Just so I understand. . .and I think I understood UNICODE BEFORE I started reading all
the literature that seemed to confuse the matter. :)
UNICODE is a character encoding that can handle any character irrespective of language
When I output to the web I will need to convert UNICODE to some appropriate
character-set based upon the language selection.
Is this correct? Or can this be done automatically. . .or at least, can I just avoid
it and send the UNICODE data directly to a web-browser and let the browser do whatever
is necessary. As I intend to develop a system that can handle an arbitrary number of
languages, I want let the code handle any language without me necessarily having to
add more and more code to support it -- I would love it if I could just choose one
flavor -- UNICODE -- and that be it. But hey, I know I do not live in an ideal world.
. . ;)
I do appreciate your help.
Thanks,
Ward
-----Original Message-----
From: Andrew McNaughton [mailto:[EMAIL PROTECTED]]
Sent: Wednesday, August 01, 2001 9:27 PM
To: Vuillemot, Ward W
Subject: Re: DBD:mysql and UNICODE
On Wed, 1 Aug 2001, Vuillemot, Ward W wrote:
> Date: Wed, 1 Aug 2001 15:57:16 -0700
> From: "Vuillemot, Ward W" <[EMAIL PROTECTED]>
> To: "'[EMAIL PROTECTED]'" <[EMAIL PROTECTED]>
> Subject: DBD:mysql and UNICODE
>
> I am looking to develop a set of databases that can handle
> international character sets. For example, I want to have menu items
> that can be changed on the fly from, say, English to Japanese to
> German to Chinese.
>
> Should I create a table that correlates each language with a UNICODE
> set? And then create a table where each row is for a specific
> language and the columns being the individual entries? After that,
> can I use a lookup into the first table based on the key of the second
> table to determine what type of UNICODE character-set it is. (sorry,
> I am typing out load as it were ;) ).
Your character set in the database *is* unicode.
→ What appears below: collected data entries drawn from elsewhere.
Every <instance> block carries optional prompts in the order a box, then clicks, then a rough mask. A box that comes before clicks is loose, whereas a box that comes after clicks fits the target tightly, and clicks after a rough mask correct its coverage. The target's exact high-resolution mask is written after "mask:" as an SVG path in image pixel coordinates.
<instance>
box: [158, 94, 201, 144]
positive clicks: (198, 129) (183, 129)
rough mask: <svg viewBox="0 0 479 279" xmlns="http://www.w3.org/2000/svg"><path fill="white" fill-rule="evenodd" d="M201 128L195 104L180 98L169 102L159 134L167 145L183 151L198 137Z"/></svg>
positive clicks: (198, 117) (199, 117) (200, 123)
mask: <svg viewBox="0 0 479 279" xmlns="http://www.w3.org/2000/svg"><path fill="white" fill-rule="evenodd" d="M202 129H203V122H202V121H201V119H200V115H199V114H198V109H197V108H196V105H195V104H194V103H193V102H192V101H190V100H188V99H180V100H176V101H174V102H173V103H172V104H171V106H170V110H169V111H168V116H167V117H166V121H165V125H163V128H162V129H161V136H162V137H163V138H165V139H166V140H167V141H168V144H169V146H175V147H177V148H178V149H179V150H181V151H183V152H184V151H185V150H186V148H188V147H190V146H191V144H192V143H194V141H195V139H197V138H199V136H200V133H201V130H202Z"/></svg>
There's only one unicode
character set. All other common to medium-rare character sets are subsets
of that one big set. Keep things simple and store nothing in your
database that's not in unicode.
You could store your strings as you say, but I'd be inclined to have every
string in its own row, and have a column which identifies the language.
For a given language (eg english), there might be multiple possible
character encodings (eg iso-8859-1, cp1252, utf-8), and you might choose
to support more than one in your web output. You might store
language/character encoding combinations in your database, but character
encoding and character set are not to be confused.